The last four years have been awful as she quickly went downhill with severe bulimia and purging, laxative abuse and restricting food intake. She is unable to work due to high anxiety, panic attacks and weakness. She went on disability and lived with us.

She consented to treatment once again and after a four month wait was admitted to intensive inpatient at a hospital-based program due to malnourishment. By admission time she had lost the incentive and discharged herself after three weeks. She found the program repetitive with too many groups and not enough individual work.  Continuing to become more and more ill, with closer monitoring by physicians and a few day admissions to hospital for IV potassium, we and her therapist convinced her to try treatment in the states.  

She consented and was there within a week . She stayed three months and had individual counseling, nutrition  counseling  and group therapy all on a daily basis. On discharge there was no appropriate follow up here In Canada which contributed to relapse again months later. The out-of-pocket cost was 1400.00 a day.

Her concurrent alcohol abuse escalated and anxiety worsened and presently she is in an alcohol rehab center paid for by us.  No government-sponsored centers will treat coexisting disorders at the same time (eating disorders often have co-morbid conditions such as anxiety, OCD and substance abuse).

The Canadian system fails due to too long wait times which mean sufferers change their mind and lose motivation.  Minimal individual therapies in treatment.  Groups can be triggering and after a few times in treatment become repetitive.  The Canadian system fails due to lack of education for physicians to recognize and act on eating disorders quickly (prompt, aggressive treatment prevents eating disorders from becoming chronic). The Canadian System fails due to lack of follow up treatment for out-of-country clients when they have had to turn to another country due to long wait times here. The Canadian system fails due to lack of involvement of parents due to confidentiality and lack of age-appropriate treatment for adults.

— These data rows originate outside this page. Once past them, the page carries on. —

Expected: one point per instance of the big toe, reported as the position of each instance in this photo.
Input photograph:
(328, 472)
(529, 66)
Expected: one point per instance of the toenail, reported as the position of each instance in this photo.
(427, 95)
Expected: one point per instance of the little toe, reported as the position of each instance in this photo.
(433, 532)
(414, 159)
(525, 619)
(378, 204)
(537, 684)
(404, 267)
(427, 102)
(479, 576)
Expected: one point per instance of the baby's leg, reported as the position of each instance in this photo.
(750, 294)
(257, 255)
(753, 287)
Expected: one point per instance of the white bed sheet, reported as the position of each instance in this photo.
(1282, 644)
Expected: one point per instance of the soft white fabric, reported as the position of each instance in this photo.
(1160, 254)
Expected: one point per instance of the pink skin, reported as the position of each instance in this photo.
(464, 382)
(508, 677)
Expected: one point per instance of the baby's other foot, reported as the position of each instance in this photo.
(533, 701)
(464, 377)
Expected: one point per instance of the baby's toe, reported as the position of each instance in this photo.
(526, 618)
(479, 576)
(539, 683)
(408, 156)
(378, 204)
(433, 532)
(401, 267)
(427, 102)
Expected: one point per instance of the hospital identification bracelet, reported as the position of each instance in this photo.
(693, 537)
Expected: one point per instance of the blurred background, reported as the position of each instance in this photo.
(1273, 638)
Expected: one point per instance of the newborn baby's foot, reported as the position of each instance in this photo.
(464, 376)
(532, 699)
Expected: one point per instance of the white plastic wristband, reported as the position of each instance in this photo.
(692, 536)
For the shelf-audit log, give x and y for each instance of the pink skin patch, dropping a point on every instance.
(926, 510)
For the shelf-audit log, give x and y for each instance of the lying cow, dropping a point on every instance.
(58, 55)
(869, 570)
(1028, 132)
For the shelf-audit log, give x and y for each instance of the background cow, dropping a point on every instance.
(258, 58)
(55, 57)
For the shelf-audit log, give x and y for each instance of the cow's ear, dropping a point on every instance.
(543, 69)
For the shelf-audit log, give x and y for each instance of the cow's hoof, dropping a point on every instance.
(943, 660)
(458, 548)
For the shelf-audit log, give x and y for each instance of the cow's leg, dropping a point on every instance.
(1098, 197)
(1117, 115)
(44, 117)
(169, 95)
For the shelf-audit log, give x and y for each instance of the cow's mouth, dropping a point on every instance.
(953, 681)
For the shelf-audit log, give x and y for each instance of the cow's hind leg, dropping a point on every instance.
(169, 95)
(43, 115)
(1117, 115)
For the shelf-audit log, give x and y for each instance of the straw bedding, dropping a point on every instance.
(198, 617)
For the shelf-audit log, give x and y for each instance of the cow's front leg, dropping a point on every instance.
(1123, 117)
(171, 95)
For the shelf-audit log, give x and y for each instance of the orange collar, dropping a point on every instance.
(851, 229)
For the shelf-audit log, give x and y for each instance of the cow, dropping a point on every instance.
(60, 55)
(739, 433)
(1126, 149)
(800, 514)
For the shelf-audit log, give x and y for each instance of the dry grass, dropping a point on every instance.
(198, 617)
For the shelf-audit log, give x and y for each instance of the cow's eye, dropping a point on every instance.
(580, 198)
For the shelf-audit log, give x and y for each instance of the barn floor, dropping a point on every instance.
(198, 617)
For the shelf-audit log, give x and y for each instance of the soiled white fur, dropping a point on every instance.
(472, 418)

Financial responsibility is put on parents for the adult child as they can't work to fund the psychologists, medications, out-of-country treatment and other expenses.

The dread and fear we live with watching our daughter waste away physically and mentally from malnourishment and organ failure is terrifying.

Most tragic is the time spent in sheer hell, suffering and wasting away with this terrible disease when there is the possibility of recovery if treatment can be given in timely manner with effective, evidence-based protocols; to me this is pathetic and inhumane.

Thank you for your interest; we need to make the Canadian system one of success, not failure.



1 comment :

  1. Karen, my heart is with you, your family and your daughter. Your story is our story. I am also the mom of an adult child suffering with this hideously underfunded, undertreated, most deadly of all mental illnesses.